Is there additional impact that is harder to measure in the life of the sales prospect? What is the “downstream” impact of making, or not making, a change?
- It's imperative to paint a clear picture of a difficult world for you prospect by delivering relevant business insight and then using that insight to quantify the problem for them. These insights, when shared properly, earn you the right to ask questions because you have established the value of doing so in the prospect's mind. Wow. That is a lot of ground to cover. In my experience, if sales people happen to make it this far they stop and immediately try and sell.
That will be the temptation here because by now you've started to realize just how much you can potentially help this prospect. Resist the urge. Now is not the time to start selling. Think of it like this, let's say you're out shopping for a new watch and the sales person asks you a couple of quick questions like, are you looking for digital or analog? Do you want a metal band or leather? And then says, "Oh I have the exact Rolex for you." They might be missing a few key details. You might be looking for a $10 Hello Kitty watch for your daughter.
Yes, we can sometimes get excited about the products that we have and jump in a little too quickly to try to close the deal. Have... patience. One of the key things that we want to get from the prospect is to understand what the downstream impact of their decisions or failure to make those decisions might have on their organization. This requires more preparation on your part. Get to know the industries that you sell in. For those of you assigned to a specific vertical become that vertical expert.
For those that sell in a more general environment, take some time to understand the business needs of the buyer. For example, if you're selling into a company that relies heavily on transportation of their goods, you probably already understand the impact of rising or falling fuel costs. Take that knowledge a step further. What if they fail to make a change and it results in layoffs? What impact will this have on their product fulfillment times or delivery dates? Preparation is key at this stage good questions around the invasiveness of an issue builds your credibility even further and this becomes a step that differentiates you from your competition.

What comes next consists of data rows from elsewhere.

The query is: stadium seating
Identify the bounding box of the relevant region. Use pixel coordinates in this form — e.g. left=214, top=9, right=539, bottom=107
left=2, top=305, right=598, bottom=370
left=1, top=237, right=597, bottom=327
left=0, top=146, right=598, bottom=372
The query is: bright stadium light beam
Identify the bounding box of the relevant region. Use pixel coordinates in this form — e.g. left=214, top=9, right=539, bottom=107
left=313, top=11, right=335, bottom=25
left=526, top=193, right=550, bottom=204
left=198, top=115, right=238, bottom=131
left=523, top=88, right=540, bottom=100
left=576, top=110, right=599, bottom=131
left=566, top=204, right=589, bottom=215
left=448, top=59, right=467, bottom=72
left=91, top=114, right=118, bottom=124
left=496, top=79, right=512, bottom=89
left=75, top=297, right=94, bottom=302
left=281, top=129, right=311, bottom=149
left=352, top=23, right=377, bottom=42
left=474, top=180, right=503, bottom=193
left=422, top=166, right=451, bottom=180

Now by invasiveness, I simply mean asking more questions to uncover a broader impact that a particular problem might have on the organization as a whole. So what kind of questions do we ask here? These are more of a conversation starter than just a question. You might start with something like, So in my experience with your industry, I've noticed that... and then insert an observation. What is your experience with this in your organization Mr. Customer? As an example let's use the insight that according to a reputable sales and marketing research firm, around 58% of qualified pipeline deals end in the dreaded no decision.

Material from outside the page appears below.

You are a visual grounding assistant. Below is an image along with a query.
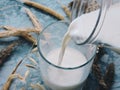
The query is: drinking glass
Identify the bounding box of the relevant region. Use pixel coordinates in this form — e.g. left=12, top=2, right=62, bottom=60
left=38, top=21, right=97, bottom=90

After we personalize and quantify this issue for our specific prospect we find that it has a $400,000 per month problem attached to it. If a company's sales people are struggling to consistently hit their number it leads to many downstream problems. You may ask something like, In my experience with other sales organizations there can be a high amount of turnover when sales people are not hitting their numbers and this can be very costly to your company. What impact has turnover had on your organization? See what we're doing here is expanding the scope of the information from just their immediate world to the company as a whole.
We're establishing without stating it outright that failure to act on some of this insight we've provided could have a far reaching devastating impact on their organization. It further drives urgency to act on the part of your prospect. So not surprisingly, this takes a lot of preparation and industry knowledge on your part. Successfully accomplishing this step can be a significant differentiator between you and your competition.